Hutan lebat Sumatra yang mulai botak menjadi saksi bisu bagaimana para pemburu rente ini bekerja dengan rakus, tamak dan culas. Memperoleh keuntungan finansial besar dengan mengeksploitasi sumber daya alam tanpa memberikan kontribusi produktif bagi masyarakat sekitarnya.

Mereka sering kali beroperasi melalui jaringan kompleks yang melibatkan oknum aparat.
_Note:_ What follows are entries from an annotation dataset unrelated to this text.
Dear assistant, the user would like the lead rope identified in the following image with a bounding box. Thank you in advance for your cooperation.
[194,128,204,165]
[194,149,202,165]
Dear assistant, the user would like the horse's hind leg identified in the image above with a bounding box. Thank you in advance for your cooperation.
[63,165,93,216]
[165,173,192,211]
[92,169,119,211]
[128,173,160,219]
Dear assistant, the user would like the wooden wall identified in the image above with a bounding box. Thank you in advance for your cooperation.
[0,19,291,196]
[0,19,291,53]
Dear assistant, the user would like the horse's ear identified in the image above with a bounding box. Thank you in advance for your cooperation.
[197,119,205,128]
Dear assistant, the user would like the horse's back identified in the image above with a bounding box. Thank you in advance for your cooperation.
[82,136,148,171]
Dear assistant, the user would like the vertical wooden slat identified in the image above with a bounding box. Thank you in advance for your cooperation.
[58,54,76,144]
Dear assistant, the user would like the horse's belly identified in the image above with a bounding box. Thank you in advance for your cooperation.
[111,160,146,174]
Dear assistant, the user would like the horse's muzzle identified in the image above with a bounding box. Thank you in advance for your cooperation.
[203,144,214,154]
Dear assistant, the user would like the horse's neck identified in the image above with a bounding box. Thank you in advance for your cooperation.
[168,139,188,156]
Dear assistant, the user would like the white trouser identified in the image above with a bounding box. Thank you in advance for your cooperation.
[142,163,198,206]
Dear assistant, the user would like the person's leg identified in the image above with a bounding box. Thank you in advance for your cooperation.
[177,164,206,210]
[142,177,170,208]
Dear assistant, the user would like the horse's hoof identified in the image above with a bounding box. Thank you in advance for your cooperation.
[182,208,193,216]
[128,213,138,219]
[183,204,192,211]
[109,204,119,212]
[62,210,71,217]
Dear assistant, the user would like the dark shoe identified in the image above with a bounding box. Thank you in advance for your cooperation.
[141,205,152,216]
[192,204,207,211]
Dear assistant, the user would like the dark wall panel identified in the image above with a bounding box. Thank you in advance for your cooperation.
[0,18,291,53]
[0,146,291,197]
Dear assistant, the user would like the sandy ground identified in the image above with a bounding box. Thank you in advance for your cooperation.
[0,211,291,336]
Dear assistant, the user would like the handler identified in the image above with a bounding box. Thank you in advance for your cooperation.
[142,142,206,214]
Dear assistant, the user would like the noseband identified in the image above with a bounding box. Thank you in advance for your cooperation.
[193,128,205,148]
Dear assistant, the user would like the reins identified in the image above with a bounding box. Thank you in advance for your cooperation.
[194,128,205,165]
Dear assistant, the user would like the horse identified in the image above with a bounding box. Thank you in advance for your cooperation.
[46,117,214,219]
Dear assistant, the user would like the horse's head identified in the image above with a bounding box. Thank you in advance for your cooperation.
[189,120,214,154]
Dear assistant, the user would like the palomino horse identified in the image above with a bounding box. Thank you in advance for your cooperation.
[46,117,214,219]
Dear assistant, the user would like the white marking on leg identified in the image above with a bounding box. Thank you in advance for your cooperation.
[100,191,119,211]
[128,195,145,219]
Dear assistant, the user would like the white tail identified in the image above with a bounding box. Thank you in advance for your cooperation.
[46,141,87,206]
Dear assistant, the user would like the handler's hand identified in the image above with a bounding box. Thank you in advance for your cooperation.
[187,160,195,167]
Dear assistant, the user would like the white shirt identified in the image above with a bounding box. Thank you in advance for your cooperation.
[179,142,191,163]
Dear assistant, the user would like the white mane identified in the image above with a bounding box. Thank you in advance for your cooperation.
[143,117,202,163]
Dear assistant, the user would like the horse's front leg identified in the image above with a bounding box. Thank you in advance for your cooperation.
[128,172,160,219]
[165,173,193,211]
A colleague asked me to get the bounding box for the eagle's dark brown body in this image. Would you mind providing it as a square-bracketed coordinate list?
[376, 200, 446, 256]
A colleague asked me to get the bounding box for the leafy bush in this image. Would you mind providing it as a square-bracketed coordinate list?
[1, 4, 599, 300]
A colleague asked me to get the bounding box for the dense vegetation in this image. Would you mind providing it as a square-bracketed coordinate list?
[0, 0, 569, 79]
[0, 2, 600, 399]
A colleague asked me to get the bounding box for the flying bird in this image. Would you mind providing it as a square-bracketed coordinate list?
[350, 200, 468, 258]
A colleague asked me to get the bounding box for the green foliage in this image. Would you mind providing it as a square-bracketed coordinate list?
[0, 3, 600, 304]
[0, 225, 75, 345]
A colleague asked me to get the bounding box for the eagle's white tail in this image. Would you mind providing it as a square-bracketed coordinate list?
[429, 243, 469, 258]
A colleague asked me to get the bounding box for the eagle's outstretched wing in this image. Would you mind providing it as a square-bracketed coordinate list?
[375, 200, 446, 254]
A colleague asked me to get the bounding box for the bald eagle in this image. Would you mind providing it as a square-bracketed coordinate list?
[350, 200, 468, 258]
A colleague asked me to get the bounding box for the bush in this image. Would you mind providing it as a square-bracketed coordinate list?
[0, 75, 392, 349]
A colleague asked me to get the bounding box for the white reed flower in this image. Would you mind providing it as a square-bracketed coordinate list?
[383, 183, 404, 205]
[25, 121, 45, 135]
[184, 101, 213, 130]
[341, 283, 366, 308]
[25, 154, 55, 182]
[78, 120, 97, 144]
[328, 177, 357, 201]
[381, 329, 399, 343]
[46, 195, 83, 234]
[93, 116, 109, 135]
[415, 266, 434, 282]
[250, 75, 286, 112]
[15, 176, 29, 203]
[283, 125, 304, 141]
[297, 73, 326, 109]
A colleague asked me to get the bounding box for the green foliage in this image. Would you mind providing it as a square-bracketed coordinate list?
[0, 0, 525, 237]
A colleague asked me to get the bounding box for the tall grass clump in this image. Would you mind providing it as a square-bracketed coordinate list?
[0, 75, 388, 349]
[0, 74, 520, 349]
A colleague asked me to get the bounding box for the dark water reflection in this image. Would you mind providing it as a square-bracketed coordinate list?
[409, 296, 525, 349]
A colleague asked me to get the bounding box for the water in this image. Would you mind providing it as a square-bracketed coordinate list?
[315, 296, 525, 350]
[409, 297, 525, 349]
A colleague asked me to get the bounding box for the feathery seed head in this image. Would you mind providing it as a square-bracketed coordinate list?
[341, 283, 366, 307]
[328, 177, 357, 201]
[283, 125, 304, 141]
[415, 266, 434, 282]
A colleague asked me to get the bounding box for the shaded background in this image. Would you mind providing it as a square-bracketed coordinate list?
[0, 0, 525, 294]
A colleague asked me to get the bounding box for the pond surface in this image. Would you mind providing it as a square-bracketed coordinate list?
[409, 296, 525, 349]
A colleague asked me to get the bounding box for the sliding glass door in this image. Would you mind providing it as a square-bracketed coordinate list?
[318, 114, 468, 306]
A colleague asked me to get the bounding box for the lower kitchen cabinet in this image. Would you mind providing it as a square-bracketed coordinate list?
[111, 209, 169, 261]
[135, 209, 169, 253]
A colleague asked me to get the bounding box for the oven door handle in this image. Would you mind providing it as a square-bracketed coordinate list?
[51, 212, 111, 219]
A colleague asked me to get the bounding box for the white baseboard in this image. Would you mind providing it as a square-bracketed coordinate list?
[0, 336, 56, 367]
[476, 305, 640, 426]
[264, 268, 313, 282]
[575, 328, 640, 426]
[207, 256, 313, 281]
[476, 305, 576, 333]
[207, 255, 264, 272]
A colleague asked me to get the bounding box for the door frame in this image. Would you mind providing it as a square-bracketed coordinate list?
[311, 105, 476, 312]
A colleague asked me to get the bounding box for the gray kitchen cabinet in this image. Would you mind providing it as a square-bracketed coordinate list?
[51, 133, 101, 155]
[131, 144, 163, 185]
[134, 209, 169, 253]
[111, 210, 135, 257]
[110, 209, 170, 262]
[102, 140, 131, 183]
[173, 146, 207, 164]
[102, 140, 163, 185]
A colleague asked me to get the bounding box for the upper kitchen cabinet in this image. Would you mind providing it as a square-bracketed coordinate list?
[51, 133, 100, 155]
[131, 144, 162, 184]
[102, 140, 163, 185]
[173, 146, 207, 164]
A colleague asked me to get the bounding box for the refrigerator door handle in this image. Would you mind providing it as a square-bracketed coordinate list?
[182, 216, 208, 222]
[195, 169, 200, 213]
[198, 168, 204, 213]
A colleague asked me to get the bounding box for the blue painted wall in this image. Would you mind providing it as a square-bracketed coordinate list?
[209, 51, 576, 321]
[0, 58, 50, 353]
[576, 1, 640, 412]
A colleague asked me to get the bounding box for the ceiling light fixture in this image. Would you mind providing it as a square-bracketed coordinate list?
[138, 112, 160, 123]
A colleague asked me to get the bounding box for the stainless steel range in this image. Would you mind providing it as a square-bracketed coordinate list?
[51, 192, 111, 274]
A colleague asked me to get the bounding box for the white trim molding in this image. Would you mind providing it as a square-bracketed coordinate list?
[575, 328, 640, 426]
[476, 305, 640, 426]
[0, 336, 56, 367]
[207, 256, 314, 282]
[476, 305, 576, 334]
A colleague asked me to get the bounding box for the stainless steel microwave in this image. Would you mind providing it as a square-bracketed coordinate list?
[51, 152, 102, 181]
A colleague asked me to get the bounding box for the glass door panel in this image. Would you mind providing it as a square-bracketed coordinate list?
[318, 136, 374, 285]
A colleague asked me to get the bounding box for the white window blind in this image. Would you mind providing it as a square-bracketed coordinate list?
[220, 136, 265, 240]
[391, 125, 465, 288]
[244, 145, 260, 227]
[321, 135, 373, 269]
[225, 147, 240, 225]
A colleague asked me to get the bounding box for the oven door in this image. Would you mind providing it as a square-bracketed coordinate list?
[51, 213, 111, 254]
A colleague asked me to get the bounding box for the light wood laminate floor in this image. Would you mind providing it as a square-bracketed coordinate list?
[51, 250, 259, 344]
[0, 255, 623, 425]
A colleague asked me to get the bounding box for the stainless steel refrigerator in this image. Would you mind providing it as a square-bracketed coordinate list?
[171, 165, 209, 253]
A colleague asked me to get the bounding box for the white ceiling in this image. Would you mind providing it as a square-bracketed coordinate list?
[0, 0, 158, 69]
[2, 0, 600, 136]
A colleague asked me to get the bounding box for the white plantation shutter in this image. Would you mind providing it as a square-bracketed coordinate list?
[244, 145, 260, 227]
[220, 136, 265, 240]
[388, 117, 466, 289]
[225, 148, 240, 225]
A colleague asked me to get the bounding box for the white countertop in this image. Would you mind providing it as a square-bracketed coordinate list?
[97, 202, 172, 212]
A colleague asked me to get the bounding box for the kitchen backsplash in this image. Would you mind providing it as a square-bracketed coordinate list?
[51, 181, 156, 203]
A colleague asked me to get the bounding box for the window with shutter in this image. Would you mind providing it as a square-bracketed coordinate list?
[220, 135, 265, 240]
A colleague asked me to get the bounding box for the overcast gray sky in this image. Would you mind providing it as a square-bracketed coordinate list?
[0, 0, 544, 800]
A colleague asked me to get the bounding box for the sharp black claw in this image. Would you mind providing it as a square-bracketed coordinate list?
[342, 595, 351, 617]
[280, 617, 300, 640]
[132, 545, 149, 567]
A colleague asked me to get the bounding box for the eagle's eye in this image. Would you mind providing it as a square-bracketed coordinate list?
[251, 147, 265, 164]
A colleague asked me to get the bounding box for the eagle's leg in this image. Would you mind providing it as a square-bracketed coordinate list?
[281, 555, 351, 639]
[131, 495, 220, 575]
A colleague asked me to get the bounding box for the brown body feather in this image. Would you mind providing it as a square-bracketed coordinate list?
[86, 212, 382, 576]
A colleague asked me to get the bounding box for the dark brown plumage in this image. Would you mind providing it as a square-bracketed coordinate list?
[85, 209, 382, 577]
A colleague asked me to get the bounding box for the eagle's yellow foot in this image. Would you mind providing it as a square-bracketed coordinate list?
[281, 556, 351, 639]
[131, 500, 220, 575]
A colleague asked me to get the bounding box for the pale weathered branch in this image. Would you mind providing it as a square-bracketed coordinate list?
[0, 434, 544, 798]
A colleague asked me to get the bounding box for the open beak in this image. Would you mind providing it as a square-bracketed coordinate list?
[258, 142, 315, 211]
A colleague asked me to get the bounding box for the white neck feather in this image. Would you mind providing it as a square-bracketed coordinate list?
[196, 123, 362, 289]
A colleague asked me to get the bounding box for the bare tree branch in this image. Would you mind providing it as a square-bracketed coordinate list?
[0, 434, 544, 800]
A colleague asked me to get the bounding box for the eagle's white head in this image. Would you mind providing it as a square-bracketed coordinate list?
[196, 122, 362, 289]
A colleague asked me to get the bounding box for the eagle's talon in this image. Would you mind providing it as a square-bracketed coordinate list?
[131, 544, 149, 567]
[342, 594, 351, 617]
Pemburu rente memengaruhi pejabat atau institusi pemerintah melalui lobi, suap, atau cara tidak etis lainnya untuk mendapatkan izin penebangan, konversi lahan hutan, atau konsesi pertambangan dengan biaya rendah.

Aksi para pemburu rente ini, tidak hanya menimbulkan kerusakan hutan yang masif, tetapi juga kerugian negara yang besar. Komisi Pemberantasan Korupsi (KPK) menyebut, negara mengalami kerugian Rp 35 triliun per tahun akibat pembalakan liar.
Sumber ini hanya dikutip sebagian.